Several studies [1820] have achieved promising results for clinical applicability. Bron et al. [18] organized a grand challenge that aimed to objectively compare algorithms based on a clinically representative multicenter data set. This challenge provided insight into the best strategies for computer-aided diagnosis of dementia. Amoroso et al. [19] use MRI data from the Parkinson’s Progression Markers Initiative (PPMI) to extract imaging markers and learn an accurate classification model. Heister et al. [20] predicted MCI outcome with clinically available MRI and CSF biomarkers. However, these methods had limitations on clinical applicability. Clinical applicability issues also existed in our study. In this paper, we compared three different feature selection algorithms in order to choose the best feature selection algorithm. However, it can be seen from the results that the top 15 features selected by the three feature selection algorithms are different. The features C05 and J03 are selected by three feature selection algorithms at the same time. Random Forest feature selection algorithm and other two feature selection algorithms have few common features, but 12 features selected by information gain and relief feature selection algorithm are the same. The information contained in the 37 features is different, and how to pick out features that are more valuable for classification is still a problem that needs to be studied.
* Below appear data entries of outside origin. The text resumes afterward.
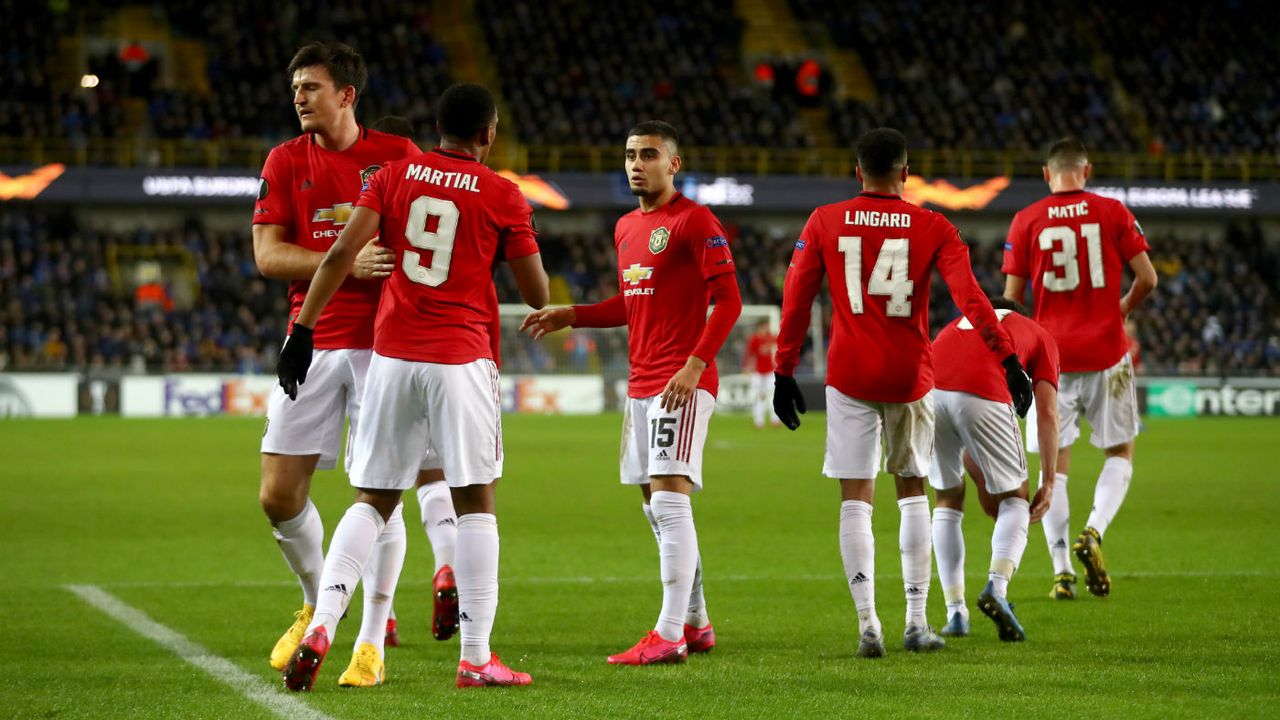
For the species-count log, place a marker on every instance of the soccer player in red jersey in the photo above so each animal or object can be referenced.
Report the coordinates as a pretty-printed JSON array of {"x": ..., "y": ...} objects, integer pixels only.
[
  {"x": 432, "y": 382},
  {"x": 673, "y": 256},
  {"x": 306, "y": 195},
  {"x": 758, "y": 363},
  {"x": 878, "y": 253},
  {"x": 974, "y": 415},
  {"x": 1074, "y": 246}
]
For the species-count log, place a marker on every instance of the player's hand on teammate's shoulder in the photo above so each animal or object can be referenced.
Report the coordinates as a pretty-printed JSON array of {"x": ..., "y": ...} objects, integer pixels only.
[
  {"x": 374, "y": 261},
  {"x": 787, "y": 400},
  {"x": 548, "y": 320},
  {"x": 295, "y": 359},
  {"x": 1019, "y": 384}
]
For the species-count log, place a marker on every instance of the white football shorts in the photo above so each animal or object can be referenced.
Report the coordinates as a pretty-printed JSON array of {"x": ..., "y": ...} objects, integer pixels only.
[
  {"x": 1109, "y": 399},
  {"x": 854, "y": 437},
  {"x": 312, "y": 423},
  {"x": 411, "y": 409},
  {"x": 987, "y": 429},
  {"x": 661, "y": 442}
]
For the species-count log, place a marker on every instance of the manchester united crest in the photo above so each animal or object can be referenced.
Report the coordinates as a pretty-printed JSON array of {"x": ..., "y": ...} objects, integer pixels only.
[{"x": 658, "y": 240}]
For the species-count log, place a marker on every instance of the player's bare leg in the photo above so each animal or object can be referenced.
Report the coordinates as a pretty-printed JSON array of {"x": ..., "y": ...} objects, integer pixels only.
[
  {"x": 677, "y": 559},
  {"x": 440, "y": 523},
  {"x": 283, "y": 492},
  {"x": 476, "y": 570},
  {"x": 1057, "y": 529},
  {"x": 914, "y": 540},
  {"x": 1107, "y": 496},
  {"x": 699, "y": 634},
  {"x": 1008, "y": 543},
  {"x": 949, "y": 554},
  {"x": 350, "y": 550},
  {"x": 858, "y": 552}
]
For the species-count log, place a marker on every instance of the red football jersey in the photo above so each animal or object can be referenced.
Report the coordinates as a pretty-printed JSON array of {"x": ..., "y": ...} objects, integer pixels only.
[
  {"x": 311, "y": 191},
  {"x": 759, "y": 351},
  {"x": 968, "y": 367},
  {"x": 664, "y": 259},
  {"x": 447, "y": 218},
  {"x": 1073, "y": 246},
  {"x": 878, "y": 253}
]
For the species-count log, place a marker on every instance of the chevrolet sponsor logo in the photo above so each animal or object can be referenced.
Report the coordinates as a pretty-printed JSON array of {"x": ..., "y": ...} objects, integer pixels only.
[
  {"x": 338, "y": 214},
  {"x": 636, "y": 273}
]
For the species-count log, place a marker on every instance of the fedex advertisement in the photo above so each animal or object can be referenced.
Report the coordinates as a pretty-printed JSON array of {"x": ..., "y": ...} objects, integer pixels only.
[{"x": 195, "y": 396}]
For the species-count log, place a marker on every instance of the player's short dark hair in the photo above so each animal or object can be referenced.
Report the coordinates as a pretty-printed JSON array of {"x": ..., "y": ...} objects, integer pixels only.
[
  {"x": 341, "y": 60},
  {"x": 881, "y": 153},
  {"x": 1006, "y": 304},
  {"x": 666, "y": 131},
  {"x": 465, "y": 109},
  {"x": 394, "y": 124},
  {"x": 1066, "y": 151}
]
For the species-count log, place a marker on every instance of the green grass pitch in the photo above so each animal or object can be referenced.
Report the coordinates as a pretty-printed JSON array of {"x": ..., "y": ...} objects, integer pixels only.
[{"x": 164, "y": 515}]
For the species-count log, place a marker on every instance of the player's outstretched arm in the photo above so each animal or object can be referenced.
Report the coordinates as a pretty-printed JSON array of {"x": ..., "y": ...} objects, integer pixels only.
[
  {"x": 1143, "y": 282},
  {"x": 1046, "y": 419},
  {"x": 531, "y": 279},
  {"x": 337, "y": 264}
]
Our future work will further explore sampling techniques and classification algorithms to improve our diagnostic model.

5. Limitations

The study was conducted in only three hospitals in Taiwan, which may show selection bias. More medical centers and subjects are needed to validate our method further.

6. Conclusions

We developed and validated new approaches to diagnosing normal, MCI, VMD, and dementia. As a result, Information Gain was the most effective for feature selection among the three feature selection methods. Random Forest improved the overall performance of all diagnostic models. Among the six classification models, the Naive Bayes algorithm performed the best (accuracy = 0.81, precision = 0.82, recall = 0.81, and F-measure = 0.81); it showed good results for identifying normal (sensitivity = 0.84, specificity = 0.94), MCI (sensitivity = 0.62, specificity = 0.93), VMD (sensitivity = 0.72, specificity = 0.93), and dementia (sensitivity = 0.92, specificity = 0.95).

Data Availability

All relevant data are within the paper.

Conflicts of Interest

The authors declare that they have no conflicts of interest.

Acknowledgments

This project was supported by a grant from the Science and Technology Research Project of Henan Science and Technology Development Plan in 2020 (Project number: 202102210384) and a grant from “2019 Maker Space Incubation Project” of Zhengzhou University of Light Industry (Project number: 2019ZCKJ228). This research was also supported in part by the American Heart Association under Award number 17AIREA33700016 and a new faculty startup grant from Michigan Technological University Institute of Computing and Cybersystems (PI: Weihua Zhou).